Human samples
Matched prefrontal cortex (PFC) and buccal samples were obtained in two batches from the neuropathology unit at the Massachusetts Alzheimer’s Disease Research Center (MADRC), Boston, MA, USA. Samples were shipped to our laboratory in two batches: “MADRC-1” and “MADRC-2”, encompassing 48 and 80 matched brain–buccal pairs, respectively. Buccal swabs were obtained from patients with neurodegenerative disease conditions and controls at the time of autopsy following an IRB-approved informed consent with specific inclusion of genetic studies. Consent forms were completed by next-of-kin or other legal representatives as specified by Massachusetts state law. Buccal-Prep Plus DNA Isolation Kit (Isohelix, UK) swabs were utilized to obtain buccal swabs; these were held at − 80 °C without dehydration until DNA extraction (see below). One hemisphere of each harvested brain was coronally sectioned, flash-frozen on dry ice, cryopreserved at − 80 °C, and used for subsequent PFC isolation and DNA methylation (DNAm) profiling (see below). The remaining hemisphere was fixed in 10% weight/volume formalin and subjected to detailed neuropathologic evaluation. Detailed descriptions of all MADRC buccal–brain samples used in this study can be found in Additional file 1: Table 1.
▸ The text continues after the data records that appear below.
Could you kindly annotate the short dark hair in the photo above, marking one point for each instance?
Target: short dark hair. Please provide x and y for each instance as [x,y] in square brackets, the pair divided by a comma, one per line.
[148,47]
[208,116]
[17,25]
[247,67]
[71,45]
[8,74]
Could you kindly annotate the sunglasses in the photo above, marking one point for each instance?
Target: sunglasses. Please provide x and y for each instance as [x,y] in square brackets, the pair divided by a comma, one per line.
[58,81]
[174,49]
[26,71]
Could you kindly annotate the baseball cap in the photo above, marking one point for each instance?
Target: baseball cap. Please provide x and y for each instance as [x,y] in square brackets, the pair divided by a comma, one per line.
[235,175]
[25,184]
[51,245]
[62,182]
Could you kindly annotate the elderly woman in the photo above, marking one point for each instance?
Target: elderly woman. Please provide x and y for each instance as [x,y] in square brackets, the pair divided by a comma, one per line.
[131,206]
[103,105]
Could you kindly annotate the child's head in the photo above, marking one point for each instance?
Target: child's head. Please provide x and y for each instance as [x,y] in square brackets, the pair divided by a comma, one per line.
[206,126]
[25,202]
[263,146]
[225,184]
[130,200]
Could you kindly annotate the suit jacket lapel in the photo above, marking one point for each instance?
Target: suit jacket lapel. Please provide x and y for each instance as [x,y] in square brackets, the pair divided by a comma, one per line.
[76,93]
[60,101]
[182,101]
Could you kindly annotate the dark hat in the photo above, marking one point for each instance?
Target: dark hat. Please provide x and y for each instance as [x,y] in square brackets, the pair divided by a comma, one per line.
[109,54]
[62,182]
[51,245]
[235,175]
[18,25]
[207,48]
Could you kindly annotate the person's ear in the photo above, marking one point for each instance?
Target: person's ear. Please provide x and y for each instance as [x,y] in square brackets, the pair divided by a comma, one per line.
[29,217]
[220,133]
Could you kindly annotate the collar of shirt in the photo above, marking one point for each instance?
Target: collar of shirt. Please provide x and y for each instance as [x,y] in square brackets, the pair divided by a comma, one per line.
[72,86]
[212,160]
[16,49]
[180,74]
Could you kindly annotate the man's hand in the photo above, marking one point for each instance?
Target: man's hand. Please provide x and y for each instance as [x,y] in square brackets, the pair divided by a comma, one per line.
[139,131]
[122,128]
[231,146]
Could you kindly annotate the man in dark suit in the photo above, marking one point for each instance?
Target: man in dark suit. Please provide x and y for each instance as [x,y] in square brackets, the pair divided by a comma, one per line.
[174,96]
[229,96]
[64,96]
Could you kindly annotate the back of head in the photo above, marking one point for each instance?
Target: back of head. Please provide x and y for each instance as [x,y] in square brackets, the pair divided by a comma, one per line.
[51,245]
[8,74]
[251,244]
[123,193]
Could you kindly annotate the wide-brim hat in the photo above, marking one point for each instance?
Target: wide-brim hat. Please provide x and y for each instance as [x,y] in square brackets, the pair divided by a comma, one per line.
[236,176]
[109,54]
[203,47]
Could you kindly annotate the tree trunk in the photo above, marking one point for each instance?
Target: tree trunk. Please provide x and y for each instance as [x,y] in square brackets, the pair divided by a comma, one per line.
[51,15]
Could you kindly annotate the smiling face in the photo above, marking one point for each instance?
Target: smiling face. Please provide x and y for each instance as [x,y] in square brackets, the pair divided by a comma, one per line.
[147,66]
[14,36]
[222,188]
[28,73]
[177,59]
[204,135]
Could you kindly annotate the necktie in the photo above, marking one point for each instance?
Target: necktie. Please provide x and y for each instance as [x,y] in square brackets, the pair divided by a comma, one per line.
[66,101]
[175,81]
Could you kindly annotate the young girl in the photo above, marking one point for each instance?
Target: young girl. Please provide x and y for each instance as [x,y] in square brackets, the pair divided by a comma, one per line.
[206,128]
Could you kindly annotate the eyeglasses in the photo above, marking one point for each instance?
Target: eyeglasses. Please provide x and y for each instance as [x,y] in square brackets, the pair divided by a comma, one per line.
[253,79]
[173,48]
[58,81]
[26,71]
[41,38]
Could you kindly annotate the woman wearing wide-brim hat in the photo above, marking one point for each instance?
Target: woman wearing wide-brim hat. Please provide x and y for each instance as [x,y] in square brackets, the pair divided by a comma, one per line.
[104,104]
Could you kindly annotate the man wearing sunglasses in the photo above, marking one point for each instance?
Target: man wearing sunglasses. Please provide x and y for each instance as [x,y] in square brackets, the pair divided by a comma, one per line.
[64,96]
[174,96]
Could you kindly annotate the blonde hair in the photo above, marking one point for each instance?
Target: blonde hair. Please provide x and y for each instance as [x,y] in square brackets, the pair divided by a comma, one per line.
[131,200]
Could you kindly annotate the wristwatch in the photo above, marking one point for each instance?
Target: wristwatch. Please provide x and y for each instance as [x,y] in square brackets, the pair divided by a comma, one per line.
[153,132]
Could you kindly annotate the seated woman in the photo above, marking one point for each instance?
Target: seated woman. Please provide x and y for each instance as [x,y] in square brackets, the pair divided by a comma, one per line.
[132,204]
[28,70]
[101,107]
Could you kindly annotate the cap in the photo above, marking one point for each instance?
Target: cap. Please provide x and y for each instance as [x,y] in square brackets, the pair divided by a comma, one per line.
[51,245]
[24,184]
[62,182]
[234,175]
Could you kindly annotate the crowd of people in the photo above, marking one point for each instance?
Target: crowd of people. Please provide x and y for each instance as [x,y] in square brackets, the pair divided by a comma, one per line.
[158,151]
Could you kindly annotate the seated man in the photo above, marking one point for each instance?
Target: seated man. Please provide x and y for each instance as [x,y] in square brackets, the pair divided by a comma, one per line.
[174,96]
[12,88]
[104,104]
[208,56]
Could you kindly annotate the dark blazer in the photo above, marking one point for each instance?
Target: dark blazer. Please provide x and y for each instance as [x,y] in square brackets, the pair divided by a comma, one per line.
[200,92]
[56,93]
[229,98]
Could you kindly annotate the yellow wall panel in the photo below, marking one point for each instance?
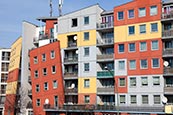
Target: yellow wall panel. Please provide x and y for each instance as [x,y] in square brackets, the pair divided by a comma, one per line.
[15,54]
[92,87]
[11,88]
[121,33]
[63,38]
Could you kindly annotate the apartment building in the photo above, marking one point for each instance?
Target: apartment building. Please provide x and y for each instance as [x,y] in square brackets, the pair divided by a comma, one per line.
[167,39]
[4,65]
[46,70]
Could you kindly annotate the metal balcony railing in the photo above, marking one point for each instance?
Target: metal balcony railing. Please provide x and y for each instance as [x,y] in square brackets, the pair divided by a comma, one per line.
[105,56]
[167,15]
[105,74]
[105,25]
[104,108]
[168,52]
[168,71]
[167,33]
[72,44]
[71,59]
[105,41]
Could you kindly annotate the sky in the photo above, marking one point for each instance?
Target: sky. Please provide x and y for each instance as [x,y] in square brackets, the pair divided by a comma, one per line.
[14,12]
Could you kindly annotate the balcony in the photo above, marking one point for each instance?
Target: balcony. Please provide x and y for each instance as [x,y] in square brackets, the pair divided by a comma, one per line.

DNA extraction and processing
DNA was extracted and processed in two laboratory batches according to their shipment charge (i.e. MADRC-1 and MADRC-2; Additional file 1: Table 1). Importantly, paired brain and buccal samples from the same shipment were processed simultaneously (incl. DNAm profiling, see below). For brain samples, genomic DNA was extracted from approximately 50 mg of frozen tissue using the DNeasy Blood & Tissue Kit (Qiagen, Hilden, Germany), while DNA from the buccal swabs was extracted using Buccal-Prep Plus DNA Isolation Kit (Isohelix, UK). All steps in the extraction procedure were conducted according to manufacturer’s instructions. The quantity and the quality of obtained DNA were assessed using a NanoDrop ONE spectrophotometer (Thermo Fisher Scientific, USA).
EPIC array profiling
DNAm profiling was performed using the “Infinium MethylationEPIC” array (Illumina, Inc., USA), as described previously [8]. In brief, experiments were performed on aliquots of DNA extracts diluted to ~ 50 ng/µl concentration. Bisulphite conversion of DNA samples was performed using the EZ DNA Methylation kit (Zymo Research, USA), following the alternative incubation conditions for the Illumina Infinium MethylationEPIC Array as recommended by the supplier. After hybridization to the EPIC array, scanning was performed on an iScan instrument (Illumina, Inc.) according to the manufacturer’s instructions (Document#1000000077299v0). DNA samples from both shipment charges (MADRC-1 and MADRC-2) were processed in consecutive laboratory experiments to minimize batch effects. Raw DNAm intensities were determined using the iScan control software (v2.3.0.0; Illumina, Inc.) and exported in .idat format for downstream processing and analysis.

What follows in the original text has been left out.